Łączenie się firm w korporacje powoduje zwiększenie ich kapitał, wzrost ich wpływu na rynek zarówno w ujęciu krajowym, jaki międzynarodowym. Oczywiste jest, że duże i bogatsze firmy stać na więcej, dlatego ich rozwój jest bardziej dynamiczny, szybciej tworzone są ich kolejne placówki. Mogą pozwolić sobie one na otwieranie swoich oddziałów w nowych krajach. Dzięki temu w krajach tych zmniejsza się bezrobocie, po przez wykorzystywanie lokalnych dóbr (przedmiotów, firm, surowców) stymulacji poddana zostaje gospodarka. W wielu krajach istnieją firmy posiadające faktyczny monopol w danej dziedzinie (w Polsce np. Telekomunikacja Polska), dzięki otwarciu swojego rynku dla zagranicznych firm pojawia się konkurencja, która może wymusić obniżenie cen, a to z kolei spowoduje zmniejszenie wydatków społeczeństwa. Z drugiej jednak strony duże firmy wypierają z rynku te małe, które w efekcie plajtują. Podatki odprowadzane są za granice, a w krajach tych wykazywane są tylko straty (tak robi większość hipermarketów). Firmy te może spotkać jednak jakieś niepowodzenie. Jeżeli firma ta ma znaczny udział w rynku, wówczas może się to skutkować stagnacją gospodarczą.

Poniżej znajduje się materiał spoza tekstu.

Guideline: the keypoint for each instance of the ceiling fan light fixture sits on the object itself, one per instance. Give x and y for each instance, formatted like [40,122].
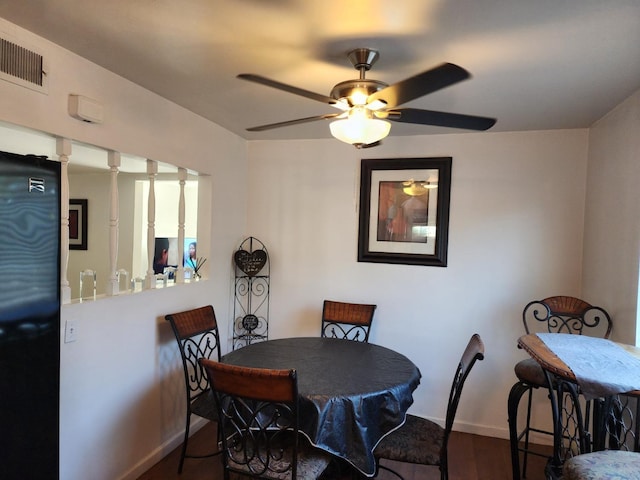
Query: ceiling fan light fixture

W ubiegłym roku w Unii Europejskiej ujednoliceniu uległ system walutowy. Wprowadzone zostało euro. Dzięki temu wyjeżdżając za granicę nie trzeba już wymieniać pieniędzy. W Niemczech spowodowało to zastój w gospodarce, wzrost bezrobocia i cen na liczne artykuły (1euro nie równa się 1 marce niemieckiej). Państwa członkowskie nie musiały jednak zgodzić się na wprowadzenie euro (tak zrobiła np. Wielka Brytania).
Rozrost struktur gospodarczej integracji w na całym świecie zaciśnie związki między poszczególnymi krajami, regionami. Dzięki temu nie będzie różnicy, czy towar sprowadzany jest do Polski, czy do Niemczech. Różnice będą tylko wtedy, gdy któryś z krajów sprowadzi większe ilości tego towaru- wówczas bardziej rozłożone zostaną koszta transportu, a większa ilość towaru może zostać sprzedana po niższej cenie.
Globalizacja niesie za sobą zarówno korzyści, jak i problemy. Przeciwko niej odbywają się liczne protesty (np. podczas spotkań grupy G7+Rosja). Globalizacja jest następstwem rozwoju cywilizacyjnego. Jeżeli chcemy dalszego rozwoju, powinniśmy stanąć po jej stronie. Jeżeli uważamy, że człowiek osiągnął już wystarczająco wiele, wówczas powinniśmy przeciwstawić się globalizacji. Po której stronie staniemy? To zależy tylko od nas.